(Note: all running times mentioned herein are objectively slow. I am aware of that. So please don’t comment just to point out that I am a very slow runner. Tortoise/hare and all such as. Also, this post is incredibly long and therefore possibly boring.)
I’ve mentioned before that I’ve been running alone for most of this season. I purposefully slowed down in order to increase the chance that I’d be able to finish the distance Goofy requires, and my running friends are all faster than me to start with. It doesn’t bother me, usually. I mean it’s nobody’s fault that I’m slower, and it’s nice sometimes to be alone and just let your mind wander.
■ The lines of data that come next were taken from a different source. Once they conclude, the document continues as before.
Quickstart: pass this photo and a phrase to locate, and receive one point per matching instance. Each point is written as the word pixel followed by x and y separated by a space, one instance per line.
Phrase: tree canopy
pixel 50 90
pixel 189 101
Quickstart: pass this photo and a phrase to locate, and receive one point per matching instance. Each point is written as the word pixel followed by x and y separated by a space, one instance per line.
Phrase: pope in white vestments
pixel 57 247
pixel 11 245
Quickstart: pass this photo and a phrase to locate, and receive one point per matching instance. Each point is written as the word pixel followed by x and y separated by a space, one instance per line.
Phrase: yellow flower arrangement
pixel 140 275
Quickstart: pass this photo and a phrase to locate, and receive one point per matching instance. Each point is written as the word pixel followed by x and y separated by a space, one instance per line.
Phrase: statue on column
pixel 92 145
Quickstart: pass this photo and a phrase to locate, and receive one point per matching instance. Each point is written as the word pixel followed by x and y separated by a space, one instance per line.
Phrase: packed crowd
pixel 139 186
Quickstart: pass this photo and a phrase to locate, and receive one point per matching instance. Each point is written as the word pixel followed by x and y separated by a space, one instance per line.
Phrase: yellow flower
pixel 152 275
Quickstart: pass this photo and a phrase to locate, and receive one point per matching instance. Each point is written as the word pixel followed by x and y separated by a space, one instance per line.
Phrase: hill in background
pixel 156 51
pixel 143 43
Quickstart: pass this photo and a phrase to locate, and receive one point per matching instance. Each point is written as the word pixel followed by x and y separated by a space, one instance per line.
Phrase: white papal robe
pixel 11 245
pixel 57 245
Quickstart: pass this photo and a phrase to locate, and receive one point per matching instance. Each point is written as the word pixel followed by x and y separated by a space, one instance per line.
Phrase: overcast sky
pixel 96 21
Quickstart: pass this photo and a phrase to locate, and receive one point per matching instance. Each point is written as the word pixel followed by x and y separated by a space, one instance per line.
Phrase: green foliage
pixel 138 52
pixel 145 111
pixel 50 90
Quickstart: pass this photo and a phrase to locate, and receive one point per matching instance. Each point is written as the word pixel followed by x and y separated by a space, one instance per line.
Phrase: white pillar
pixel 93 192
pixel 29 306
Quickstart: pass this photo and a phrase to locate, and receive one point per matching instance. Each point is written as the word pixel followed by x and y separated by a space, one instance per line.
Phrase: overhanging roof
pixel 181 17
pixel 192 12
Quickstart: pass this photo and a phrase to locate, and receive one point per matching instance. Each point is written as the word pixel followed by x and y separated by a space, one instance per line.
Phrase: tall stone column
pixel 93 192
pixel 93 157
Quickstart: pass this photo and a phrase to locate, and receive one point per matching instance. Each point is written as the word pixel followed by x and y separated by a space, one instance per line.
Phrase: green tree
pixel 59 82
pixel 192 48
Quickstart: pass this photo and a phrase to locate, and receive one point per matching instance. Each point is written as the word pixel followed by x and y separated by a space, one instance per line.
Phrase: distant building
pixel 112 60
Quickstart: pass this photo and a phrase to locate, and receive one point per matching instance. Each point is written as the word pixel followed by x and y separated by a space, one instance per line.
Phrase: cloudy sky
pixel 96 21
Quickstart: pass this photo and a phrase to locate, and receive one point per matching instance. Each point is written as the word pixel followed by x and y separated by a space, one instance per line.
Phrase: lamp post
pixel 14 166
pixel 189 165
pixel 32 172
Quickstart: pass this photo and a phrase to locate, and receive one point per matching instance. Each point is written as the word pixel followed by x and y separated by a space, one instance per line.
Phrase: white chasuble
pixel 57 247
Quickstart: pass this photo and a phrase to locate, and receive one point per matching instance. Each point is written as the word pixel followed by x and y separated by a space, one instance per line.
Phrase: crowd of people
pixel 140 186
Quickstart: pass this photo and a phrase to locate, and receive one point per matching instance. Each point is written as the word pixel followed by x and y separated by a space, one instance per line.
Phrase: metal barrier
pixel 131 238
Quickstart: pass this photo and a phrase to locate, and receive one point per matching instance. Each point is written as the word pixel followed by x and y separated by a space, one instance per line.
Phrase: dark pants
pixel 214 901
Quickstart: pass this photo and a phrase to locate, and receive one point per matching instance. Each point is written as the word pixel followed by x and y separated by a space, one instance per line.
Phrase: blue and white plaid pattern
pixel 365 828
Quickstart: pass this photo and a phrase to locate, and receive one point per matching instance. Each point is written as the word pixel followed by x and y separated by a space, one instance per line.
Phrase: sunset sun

But at the same time, by this time of the season I’m starting to get tired of training anyway. It’s the holidays, and I want to relax and go to Christmas parties, not get up early to run crazy distances and keep bugging people to donate money to my fundraising. And so lately I’ve been thinking, what difference does it make if I go to training if I just run by myself anyway?
Earlier this fall, a few of us thought we’d go to San Antonio and run the Rock n Roll 10k and half-marathon. We had 7 and 13 on our schedule this weekend anyway, so we might as well get some medals for them, right? Well, schedules got tight and it ended up being that only Courtney and I would be able to go, and she could only stay for the 10k and not the half. I talked Tony into driving with me (um, which means he drove the whole way both directions) and we got there Friday night. Courtney and Drew’s plane was severely delayed and for a bit it looked like they wouldn’t make it at all. But they did, and we went to Mi Tierra for margaritas and mariachi and had a great night.
The next morning the guys walked us to the start line for the 10k and then went to Starbucks until time to meet us at the finish. Courtney turned and asked me about my planned intervals for the run. I told her, but shrugged and said, “it doesn’t really matter though, I’ll lose you within a quarter mile or so anyway.” She immediately said, “I don’t mind.” Now Courtney normally runs a lot faster than I do – about 3.5 to 4 minutes per mile faster. So slowing down with me would feel really slow for her. But she did, and she stayed with me the whole way. And maybe because I was conscious of the favor she was doing me, or maybe because I was embarrassed by how slow I really am, or maybe just because someone besides me was there paying attention to what I was doing and I didn’t let myself off the hook – we ended up going about 1.5 minutes per mile faster than I usually do. I love the picture Tony got below of us crossing the finish line (actual chip time was 1:22). I forgot how much more quickly the miles fly by when you have someone to talk to about the Gu Girl and why Courtney really wanted to punch some random lady and what the heck is that person wearing? We celebrated our victory with a pitcher of sangria before Courtney and Drew headed back to Dallas and I took a much-needed nap.
So the next day, I was at the half by myself. And for whatever reason I was in a corral with the 2:45 pacers for the half marathon and decided to try to keep up with them for a while. That pace was a little faster than we had run the day before, but the course limits were generous and I figured even if I blew up, I’d still finish.
I kept up for five miles. I knew I’d give up a ton of time on the hills between miles 5 and 7 (they were no joke!) and I did, but I was able to speed back up some after that and by mile 11 I was pretty sure I’d get a PR (personal record). My previous PR was the Seattle half, where I ran 3:10. I even thought that maybe, just maybe, I’d be able to break the three-hour mark, which for me would be big and something I’d had as a “maybe someday” goal. I was really feeling it in my legs and especially my knees by now, and was a little teary as I passed the mile 13 marker. (Yeah, distance running sometimes makes people super emotional.) And then, just as I came down the stretch, I hear, “Liz! Liz! Over here!” and there’s Tony, smiling and cheering and taking my picture and the tears spilled over as I crossed the finish line and got my medals. Official time – 2:54, a 16 minute PR.
But the great thing about the races this weekend wasn’t that I ran them faster than I have before. It was that they reminded me why I do this in the first place. Yes, I do it for Angi and to raise money for the Leukemia & Lymphoma Society in her memory, but if it were just about the money I could just make a donation every year.
I stay with Team in Training because at its best, running reminds you of how great it feels to be alive. And I do it because my friend Angi taught me a lot about what it means to be a friend, and what it means to love and be loved in return. And at a time in the season when I haven’t been appreciating those things and the power of a team like I should, my friend Courtney and my love Tony were there to remind me.